The PACT comparison shatters (yet again) some of the oft-repeated myths about assisted outpatient treatment.

  • Dragnet for all patients - The team used court orders sparingly, for about 10 % of clients. The vast majority of patients did not get orders.
  • Easy way out for providers - The team used traditional methods of soliciting adherence first and only used the court order as a last resort.
  • Damage to therapeutic alliance - The team found ways of preserving the relationship by working with the client's recovery goals and trying to treat them like other clients. Besides, the team that didn't use treatment orders still didn't have a therapeutic alliance because she refused to see them.
  • Mandating treatment won't work - The team reported that most clients followed the order. The team took steps to enforce the order when clients didn't comply
  • Services aren't available - In this case, these were clients who were already receiving services- that wasn't the issue. The court order provided a means for the team to encourage compliance and ensure that the client benefited from those services.
  • Limits autonomy- The teams that used medication orders were able to ensure that patients remained compliant and therefore stay in the community which offers significantly more autonomy than the hospital.
  • Court orders take too much time - It takes much less time to get a court order than it does to watch someone spiral downward - basically managing their psychosis and hoping that you are there when they do something that can get them hospitalized... and hope they don't hurt themselves or someone else in the process.

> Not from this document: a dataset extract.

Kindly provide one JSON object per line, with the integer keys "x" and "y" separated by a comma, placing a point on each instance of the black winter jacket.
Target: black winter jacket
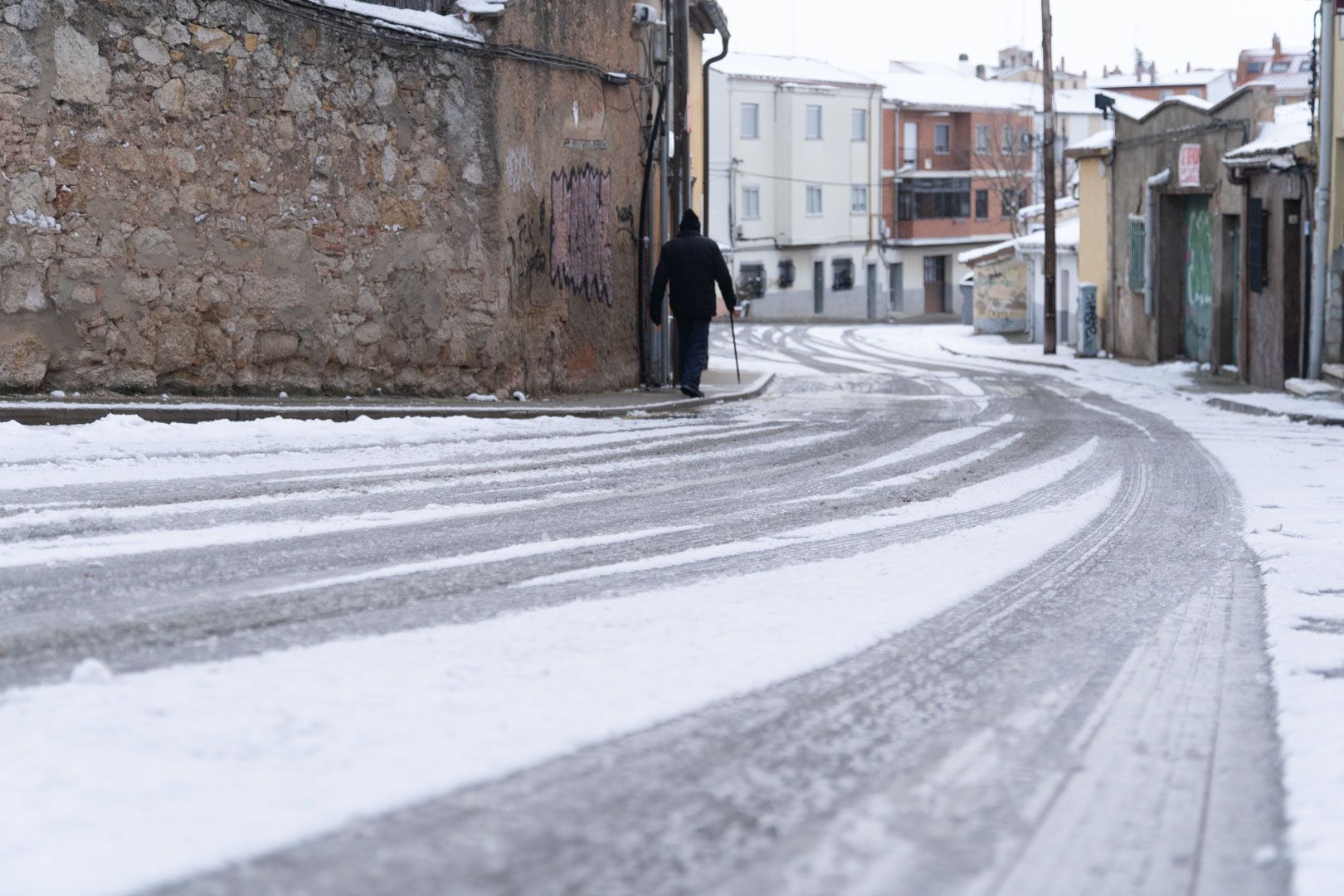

According to Dr. William Knoedler, who directed and worked as the psychiatrist for the original PACT team in Madison, Wisconsin, from 1972-1997 and currently provides consultation on and training for the PACT model nationally and internationally, “the PACT teams he works with have 20-25% of clients under a civil commitment and another 5% on probation/parole.” He explained, “Obviously, we do not shy away from use of involuntary services when called for and take seriously our charge to implement the court’s wishes.”

PACT is extremely successful. But without using AOT, it is just another excellent tool unavailable to those who are the most ill.